Xiaomi destrona a Tesla en el mercado chino
Lo que hace unos años parecía una fantasía hoy es una realidad de mercado: Xiaomi, conocida antes por sus smartphones asequibles, ha escalado hasta liderar las ventas de automóviles en China. En enero, su nuevo SUV, el Xiaomi YU7, se convirtió en el coche de pasajeros más vendido del país, relegando al aparentemente intocable Tesla Model Y a un segundo plano.
Las cifras de enero no dejan lugar a dudas: el Xiaomi YU7 encabezó el ranking con 37.869 unidades entregadas, superando con holgura a sus rivales. Detrás, la competencia doméstica se mantuvo reñida. El Geely Boyue L y el eléctrico Geome Xingyuan rondaron los 30.000 compradores cada uno, mientras que el Aito M7, respaldado por Huawei, se quedó con el cuarto puesto. El primer modelo occidental, el Volkswagen Sagitar, ocupó la quinta posición.
Más abajo en el top ten aparecen clásicos pragmáticos como el Nissan Sylphy y varios Volkswagen, entre ellos Lavida, Tiguan L y Passat, todos cerca de las 20.000 unidades. Los otrora intocables japoneses han perdido fuelle: el Toyota Corolla y el Honda CR-V ahora comparten espacio con nuevos eléctricos como el Nio ES8 y el Toyota Camry.

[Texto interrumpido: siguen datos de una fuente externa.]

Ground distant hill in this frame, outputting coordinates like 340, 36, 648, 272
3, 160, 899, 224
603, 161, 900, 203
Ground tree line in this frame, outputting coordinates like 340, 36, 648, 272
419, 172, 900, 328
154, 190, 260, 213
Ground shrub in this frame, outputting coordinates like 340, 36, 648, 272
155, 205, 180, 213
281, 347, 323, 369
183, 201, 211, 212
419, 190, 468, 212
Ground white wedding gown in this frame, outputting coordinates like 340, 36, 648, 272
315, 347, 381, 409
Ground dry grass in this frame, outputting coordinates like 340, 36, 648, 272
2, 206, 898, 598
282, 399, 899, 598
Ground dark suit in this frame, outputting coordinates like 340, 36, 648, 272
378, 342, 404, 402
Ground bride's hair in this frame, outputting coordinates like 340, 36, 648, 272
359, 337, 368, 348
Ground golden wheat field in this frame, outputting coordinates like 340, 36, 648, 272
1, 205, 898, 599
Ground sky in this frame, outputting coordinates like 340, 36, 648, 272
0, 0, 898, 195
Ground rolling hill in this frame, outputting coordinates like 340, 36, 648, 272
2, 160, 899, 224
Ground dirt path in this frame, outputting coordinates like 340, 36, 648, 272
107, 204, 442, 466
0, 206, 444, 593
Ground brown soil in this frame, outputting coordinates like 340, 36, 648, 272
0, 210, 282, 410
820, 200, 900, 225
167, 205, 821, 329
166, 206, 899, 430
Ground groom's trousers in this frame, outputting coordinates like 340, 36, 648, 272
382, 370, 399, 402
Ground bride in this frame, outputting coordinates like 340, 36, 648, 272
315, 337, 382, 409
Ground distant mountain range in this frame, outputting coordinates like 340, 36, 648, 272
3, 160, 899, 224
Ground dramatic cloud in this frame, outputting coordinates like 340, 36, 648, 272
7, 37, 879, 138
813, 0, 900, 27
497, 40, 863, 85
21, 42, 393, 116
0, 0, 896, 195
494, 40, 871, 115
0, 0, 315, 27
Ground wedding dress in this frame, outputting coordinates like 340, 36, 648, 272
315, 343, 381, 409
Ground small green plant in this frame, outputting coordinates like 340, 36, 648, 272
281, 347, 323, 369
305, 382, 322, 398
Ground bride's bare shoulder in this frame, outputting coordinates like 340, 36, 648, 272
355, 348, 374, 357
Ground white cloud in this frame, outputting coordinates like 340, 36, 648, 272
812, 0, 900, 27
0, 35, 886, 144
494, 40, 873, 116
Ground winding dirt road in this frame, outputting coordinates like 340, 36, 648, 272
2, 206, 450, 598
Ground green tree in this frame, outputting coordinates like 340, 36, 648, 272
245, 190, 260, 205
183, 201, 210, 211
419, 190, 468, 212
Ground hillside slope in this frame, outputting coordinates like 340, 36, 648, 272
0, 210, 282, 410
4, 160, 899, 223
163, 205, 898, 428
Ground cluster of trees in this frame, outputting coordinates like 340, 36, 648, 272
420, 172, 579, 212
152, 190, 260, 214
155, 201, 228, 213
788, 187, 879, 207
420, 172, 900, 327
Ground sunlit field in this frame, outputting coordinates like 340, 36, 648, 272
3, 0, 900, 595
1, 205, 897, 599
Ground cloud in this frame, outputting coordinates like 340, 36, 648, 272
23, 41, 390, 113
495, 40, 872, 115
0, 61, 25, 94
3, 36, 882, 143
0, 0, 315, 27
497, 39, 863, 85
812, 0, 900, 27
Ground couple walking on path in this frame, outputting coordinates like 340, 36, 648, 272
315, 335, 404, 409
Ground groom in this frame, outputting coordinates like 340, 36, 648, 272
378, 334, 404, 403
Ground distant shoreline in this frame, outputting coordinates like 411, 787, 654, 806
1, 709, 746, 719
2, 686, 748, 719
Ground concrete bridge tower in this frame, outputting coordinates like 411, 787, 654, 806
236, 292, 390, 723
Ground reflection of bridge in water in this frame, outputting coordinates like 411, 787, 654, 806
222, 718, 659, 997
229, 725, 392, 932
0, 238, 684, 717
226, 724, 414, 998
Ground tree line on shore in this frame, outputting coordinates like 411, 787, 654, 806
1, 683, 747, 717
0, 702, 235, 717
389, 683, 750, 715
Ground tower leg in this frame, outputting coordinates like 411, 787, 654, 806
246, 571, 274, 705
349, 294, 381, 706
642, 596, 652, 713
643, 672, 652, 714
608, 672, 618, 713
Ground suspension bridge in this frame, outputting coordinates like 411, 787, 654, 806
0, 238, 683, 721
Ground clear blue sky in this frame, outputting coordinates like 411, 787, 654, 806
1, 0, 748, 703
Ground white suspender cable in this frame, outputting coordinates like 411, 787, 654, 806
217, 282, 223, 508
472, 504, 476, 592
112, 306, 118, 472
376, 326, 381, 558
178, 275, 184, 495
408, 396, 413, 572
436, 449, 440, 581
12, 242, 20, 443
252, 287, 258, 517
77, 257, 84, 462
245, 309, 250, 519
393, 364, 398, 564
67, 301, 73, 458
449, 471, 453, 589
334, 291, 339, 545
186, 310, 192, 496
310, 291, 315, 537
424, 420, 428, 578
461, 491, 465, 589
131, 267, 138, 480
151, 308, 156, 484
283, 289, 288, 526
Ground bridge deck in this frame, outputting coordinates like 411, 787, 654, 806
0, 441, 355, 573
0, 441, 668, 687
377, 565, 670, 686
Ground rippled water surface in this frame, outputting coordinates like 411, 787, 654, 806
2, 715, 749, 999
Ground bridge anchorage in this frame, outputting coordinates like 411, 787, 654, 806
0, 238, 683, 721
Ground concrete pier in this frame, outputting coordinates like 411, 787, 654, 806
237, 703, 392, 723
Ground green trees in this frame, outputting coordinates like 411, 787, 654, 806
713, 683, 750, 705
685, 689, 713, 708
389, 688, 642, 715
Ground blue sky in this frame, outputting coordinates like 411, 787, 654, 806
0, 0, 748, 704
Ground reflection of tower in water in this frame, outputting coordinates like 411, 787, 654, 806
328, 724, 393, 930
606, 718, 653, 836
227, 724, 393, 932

El golpe más duro se lo lleva la parte baja de la tabla. El Tesla Model Y cayó al puesto 20 con 16.845 ventas, apenas la mitad de lo logrado por Xiaomi. No solo fue superado por eléctricos chinos, sino también por marcas emergentes como Li Auto y Fang Cheng Bao. Para Tesla, fue el peor mes en China en años.
La batalla entre Xiaomi y Tesla ya no es solo de hardware, sino de software. Xiaomi apuesta por su estrategia Human x Car x Home, impulsada por el sistema operativo HyperOS. El coche se integra con el ecosistema Xiaomi: desde la pantalla central se pueden controlar electrodomésticos, ver el timbre inteligente o duplicar apps del móvil al instante.

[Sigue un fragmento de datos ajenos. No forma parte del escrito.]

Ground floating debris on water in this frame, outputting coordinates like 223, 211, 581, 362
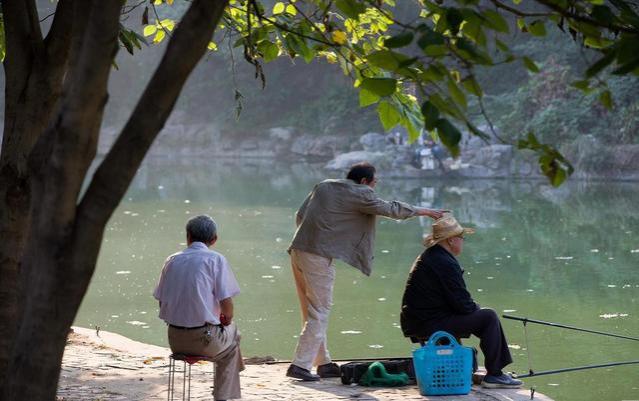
508, 344, 521, 350
111, 315, 119, 318
607, 284, 617, 288
115, 271, 131, 275
275, 237, 283, 242
123, 211, 132, 215
608, 257, 615, 260
341, 330, 362, 335
157, 185, 164, 189
381, 250, 390, 254
377, 298, 386, 302
271, 265, 282, 269
631, 249, 639, 253
184, 200, 190, 204
599, 313, 629, 319
368, 344, 384, 349
503, 309, 517, 313
554, 256, 573, 260
126, 321, 146, 326
547, 383, 560, 386
487, 276, 494, 280
590, 249, 599, 253
261, 275, 274, 279
526, 289, 534, 292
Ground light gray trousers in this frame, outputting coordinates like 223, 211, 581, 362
168, 323, 244, 400
290, 249, 335, 371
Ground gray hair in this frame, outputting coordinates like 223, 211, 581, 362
186, 215, 217, 243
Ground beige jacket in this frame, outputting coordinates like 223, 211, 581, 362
289, 179, 418, 276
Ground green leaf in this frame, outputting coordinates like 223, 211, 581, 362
258, 40, 279, 62
585, 51, 616, 77
462, 76, 483, 97
599, 89, 613, 110
571, 79, 592, 93
384, 31, 414, 48
366, 50, 410, 71
417, 28, 445, 49
377, 101, 402, 131
143, 25, 157, 37
522, 56, 540, 73
421, 101, 440, 130
272, 2, 285, 14
335, 0, 366, 20
528, 20, 547, 36
359, 89, 380, 107
445, 8, 464, 35
435, 119, 462, 157
447, 80, 467, 109
482, 10, 509, 33
360, 78, 397, 97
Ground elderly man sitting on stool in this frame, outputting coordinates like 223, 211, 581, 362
154, 215, 244, 401
400, 215, 522, 389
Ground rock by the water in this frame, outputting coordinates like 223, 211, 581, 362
359, 132, 387, 152
324, 151, 386, 170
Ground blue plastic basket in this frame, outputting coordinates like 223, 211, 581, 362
412, 331, 473, 396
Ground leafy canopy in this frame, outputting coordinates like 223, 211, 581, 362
5, 0, 638, 186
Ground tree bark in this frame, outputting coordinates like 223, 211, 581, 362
2, 0, 229, 399
0, 0, 73, 393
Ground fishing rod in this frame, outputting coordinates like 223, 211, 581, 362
503, 314, 639, 379
503, 314, 639, 342
515, 360, 639, 378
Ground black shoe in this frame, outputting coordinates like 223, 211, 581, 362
317, 362, 341, 378
286, 364, 320, 381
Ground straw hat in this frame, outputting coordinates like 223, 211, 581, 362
423, 214, 475, 248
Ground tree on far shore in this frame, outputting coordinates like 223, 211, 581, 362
0, 0, 637, 399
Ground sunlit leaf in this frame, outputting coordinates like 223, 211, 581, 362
377, 101, 401, 131
360, 89, 380, 107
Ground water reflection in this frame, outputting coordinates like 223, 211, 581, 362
78, 158, 638, 401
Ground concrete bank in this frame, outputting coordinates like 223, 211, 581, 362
57, 327, 553, 401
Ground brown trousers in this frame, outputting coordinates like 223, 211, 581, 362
168, 323, 244, 400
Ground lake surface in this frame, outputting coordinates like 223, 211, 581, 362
76, 158, 639, 401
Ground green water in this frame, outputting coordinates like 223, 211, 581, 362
76, 158, 639, 401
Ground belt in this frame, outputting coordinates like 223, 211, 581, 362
169, 323, 208, 330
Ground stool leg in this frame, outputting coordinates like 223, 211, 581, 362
187, 363, 192, 401
168, 357, 174, 401
182, 360, 186, 401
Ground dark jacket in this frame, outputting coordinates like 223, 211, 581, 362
400, 244, 479, 337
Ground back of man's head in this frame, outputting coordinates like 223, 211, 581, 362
346, 162, 376, 184
186, 215, 217, 244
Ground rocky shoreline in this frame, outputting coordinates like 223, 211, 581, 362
95, 120, 639, 181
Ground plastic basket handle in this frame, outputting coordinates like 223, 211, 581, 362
427, 331, 460, 347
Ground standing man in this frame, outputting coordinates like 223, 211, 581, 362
286, 162, 447, 381
400, 215, 522, 388
154, 215, 244, 401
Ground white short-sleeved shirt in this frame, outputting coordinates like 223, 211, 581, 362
153, 242, 240, 327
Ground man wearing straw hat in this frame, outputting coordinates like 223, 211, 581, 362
286, 162, 447, 381
400, 214, 523, 389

Tesla sigue otro camino, con un software cerrado y minimalista. Pero para muchos chinos, la integración digital profunda pesa más que la elegancia despojada. Xiaomi, además, no cayó en una de las decisiones más polémicas de Tesla: el YU7 mantiene botones físicos esenciales en el habitáculo, complementados por funciones inspiradas en las barras de notificaciones de los smartphones. Incluso ofrece un modo de suavizado de movimiento para reducir mareos, ajustando suspensión y respuesta del acelerador. Un detalle que revela una marca que piensa más allá del código.

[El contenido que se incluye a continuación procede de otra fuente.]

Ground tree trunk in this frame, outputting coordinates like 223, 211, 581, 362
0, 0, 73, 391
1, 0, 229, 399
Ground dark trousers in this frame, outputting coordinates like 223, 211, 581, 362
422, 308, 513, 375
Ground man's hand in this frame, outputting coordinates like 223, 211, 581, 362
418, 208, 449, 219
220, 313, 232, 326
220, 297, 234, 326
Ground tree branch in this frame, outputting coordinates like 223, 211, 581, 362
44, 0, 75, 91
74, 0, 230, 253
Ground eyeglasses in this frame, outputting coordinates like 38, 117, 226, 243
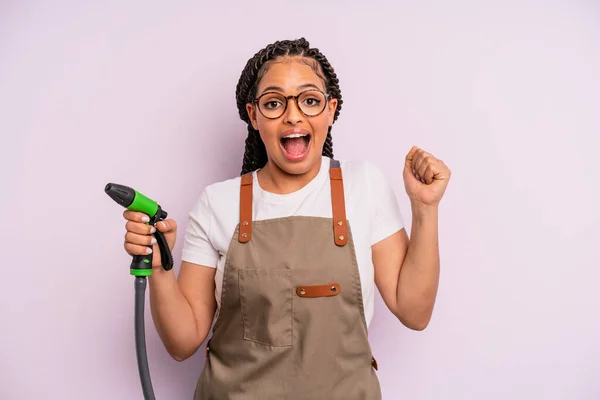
253, 89, 331, 119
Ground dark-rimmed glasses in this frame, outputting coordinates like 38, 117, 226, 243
253, 89, 330, 119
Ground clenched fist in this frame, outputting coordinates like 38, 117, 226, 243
122, 210, 178, 270
403, 146, 451, 207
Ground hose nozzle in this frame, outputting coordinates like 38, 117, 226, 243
105, 183, 167, 220
105, 182, 173, 274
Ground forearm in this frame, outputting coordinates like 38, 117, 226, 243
148, 269, 201, 360
396, 203, 440, 330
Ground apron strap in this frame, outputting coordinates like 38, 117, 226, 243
329, 158, 348, 246
238, 173, 253, 243
237, 159, 348, 246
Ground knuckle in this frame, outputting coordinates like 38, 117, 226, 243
125, 232, 135, 243
124, 242, 134, 253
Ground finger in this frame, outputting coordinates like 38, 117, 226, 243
155, 219, 177, 233
406, 146, 424, 181
421, 163, 437, 184
123, 210, 151, 223
429, 161, 451, 183
412, 150, 429, 182
404, 146, 419, 170
124, 241, 153, 256
434, 163, 451, 181
412, 149, 428, 172
126, 220, 157, 235
417, 154, 435, 180
440, 160, 452, 179
125, 231, 157, 247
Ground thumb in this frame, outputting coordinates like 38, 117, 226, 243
154, 219, 177, 251
155, 218, 177, 233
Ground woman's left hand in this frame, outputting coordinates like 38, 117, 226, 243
403, 146, 451, 207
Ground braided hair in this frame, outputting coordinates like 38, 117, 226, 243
235, 38, 343, 175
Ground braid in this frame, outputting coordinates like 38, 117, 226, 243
323, 127, 334, 158
241, 126, 267, 175
235, 38, 343, 175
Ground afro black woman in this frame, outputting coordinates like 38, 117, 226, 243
121, 37, 451, 400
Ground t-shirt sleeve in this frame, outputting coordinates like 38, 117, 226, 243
366, 162, 405, 246
181, 190, 219, 268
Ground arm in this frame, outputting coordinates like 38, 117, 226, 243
124, 188, 219, 361
373, 204, 440, 330
372, 146, 450, 330
148, 261, 217, 361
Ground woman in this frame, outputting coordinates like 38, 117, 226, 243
122, 38, 451, 399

En conducción autónoma, el panorama es más matizado. El Full Self Driving de Tesla es casi de culto en Estados Unidos, pero en China ha chocado con regulaciones y problemas de datos. El sistema Pilot de Xiaomi emplea LiDAR y chips Nvidia Thor, adaptados a la densidad y caos de las megaciudades chinas. Pruebas independientes muestran que las soluciones locales pueden superar a Tesla en entornos urbanos complejos. Y lo más importante: muchas funciones avanzadas vienen de serie, no como costosos extras.
Xiaomi planea entregar más de 550.000 vehículos en 2026. Ya prepara un SUV de siete plazas y la expansión europea está en el horizonte. Para los fabricantes occidentales, el mensaje es incómodo: la empresa que vendía móviles baratos ahora fabrica eléctricos que superan a Tesla en su principal campo de batalla extranjero. En el vertiginoso mundo tecnológico chino, el disruptor de ayer puede ser el desplazado de hoy.